For a health organization to change the way it does business, a critical mass of its employees must want to change. They must want to do more than manage pain , listen and communicate respectfully. They must also want to meet their patients where-ever they are — homeless shelters, houses of worship, their homes. They will work with clients to get the treatment right; not try to fit patients into a standardized, easy-to-bill-for care. Where does an organization find people like that? We need to train them.

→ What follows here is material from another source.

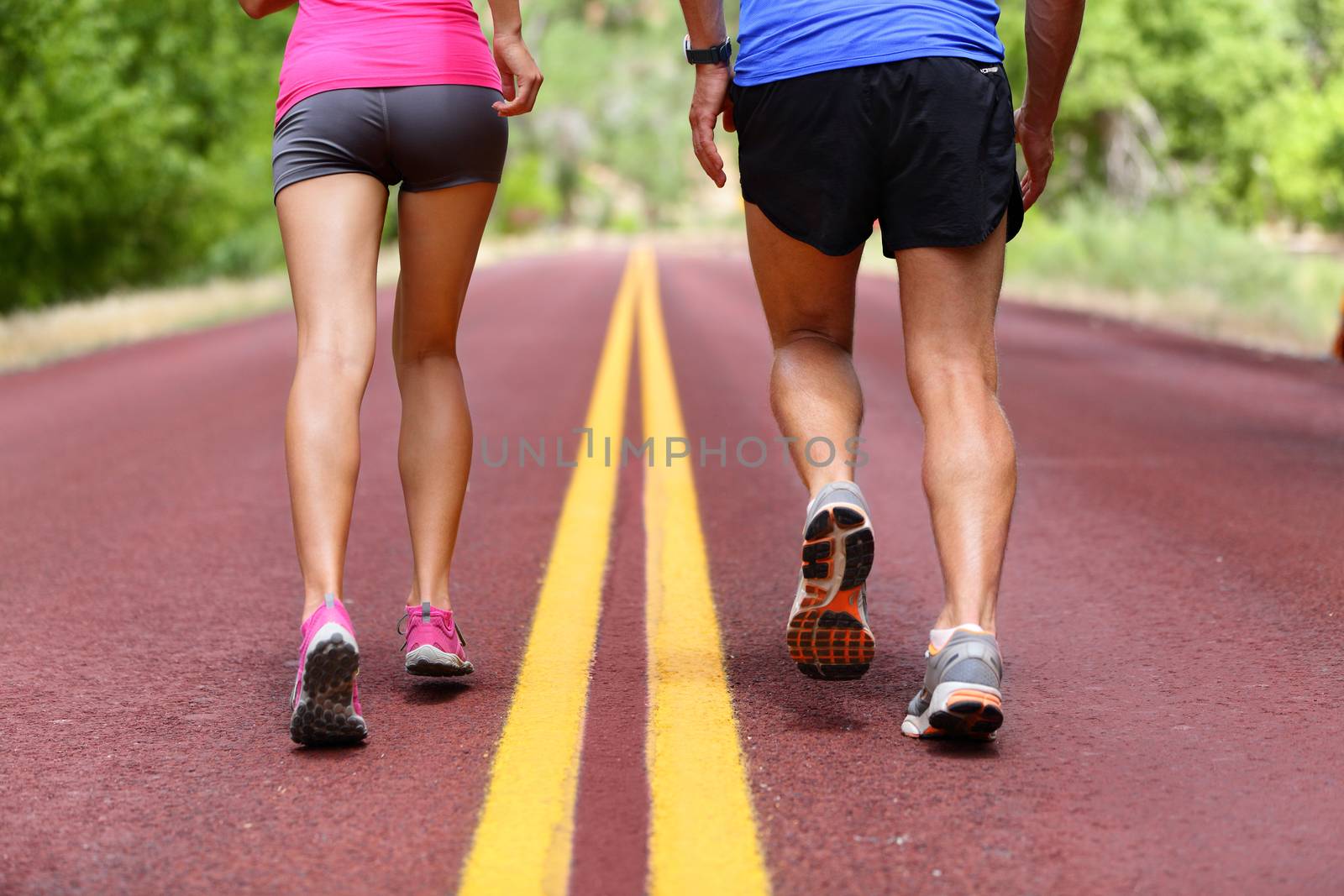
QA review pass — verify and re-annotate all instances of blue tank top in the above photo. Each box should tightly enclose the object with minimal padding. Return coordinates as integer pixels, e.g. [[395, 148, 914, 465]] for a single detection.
[[734, 0, 1004, 87]]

Many people go into healthcare because they feel called to do so often because they or someone they love dealt with mental illness or addiction. Unfortunately, the training they get drains that out of them. UK’s National Health Service (NHS) asked would-be doctors why they chose to study medicine. Students in their second and third years spoke of their patients; students in their fourth and final years didn’t. It doesn’t have to be this way. “All” we have to do is tweak health professionals’ education. Start with diversity. In a diverse classroom, students contextualize experiences they would otherwise only read about. When students who dealt with mental illness and addiction are well-represented, they put a face to the “clinical cases” in a way students may not have encountered either because they do not have personal experience with mental illness and addiction or because they only know their own behavioral health issues.
A few years ago, I oversaw a stipend program that changed the way schools trained train mental health professionals and so got to read student profiles. I still remember one of them. The student wrote about her addiction and homelessness; she said she sees a sister every time a woman pushes a cart up the street. And she is not the only one who, after recovering, is seeking a career in behavioral health. The number of peer support specialists (people who’ve “been there” and are now helping others) has exploded. They run their own centers and work as case managers. For many, the specialist position is the first step in their healthcare careers. They should be welcome in the classroom.
We should also change university curricula. I am not naïve. Changing a university’s curriculum is insanely difficult. We should do it anyway. We have known for well over a decade that health professionals need to partner with the people they serve and we know that teaching people to do so works.
And we should make sure students do their clinical rotations in the communities where people live and not where they are forced to go (such as correctional facilities and hospitals). Such rotations teach students non-traditional ways of providing care. When students work at schools, foodbanks, churches, homeless shelters, or homes they get to know people. They can test a Mrs. Brown’s sugar level and help her do the groceries because she lives two bus rides away from the nearest supermarket. They can provide counseling to a traumatized Billy and show him how to dribble. The more students work in the community, the more likely the care they provide will help. And these kind of rotations might begin to break down walls modern people built around themselves. A community rotation may begin to build a community.
This kind of training is not for everyone. And, if we want to attract people who are poor and have personal experience with behavioral health, we need to offer people who commit to training and working in the community stipends. Nor is this training a substitute for a well-organized behavioral health system. The best professionals will get burned out and leave if day after day, the waiting room is the best care they can offer.
This is not a silver bullet. But it could be a start.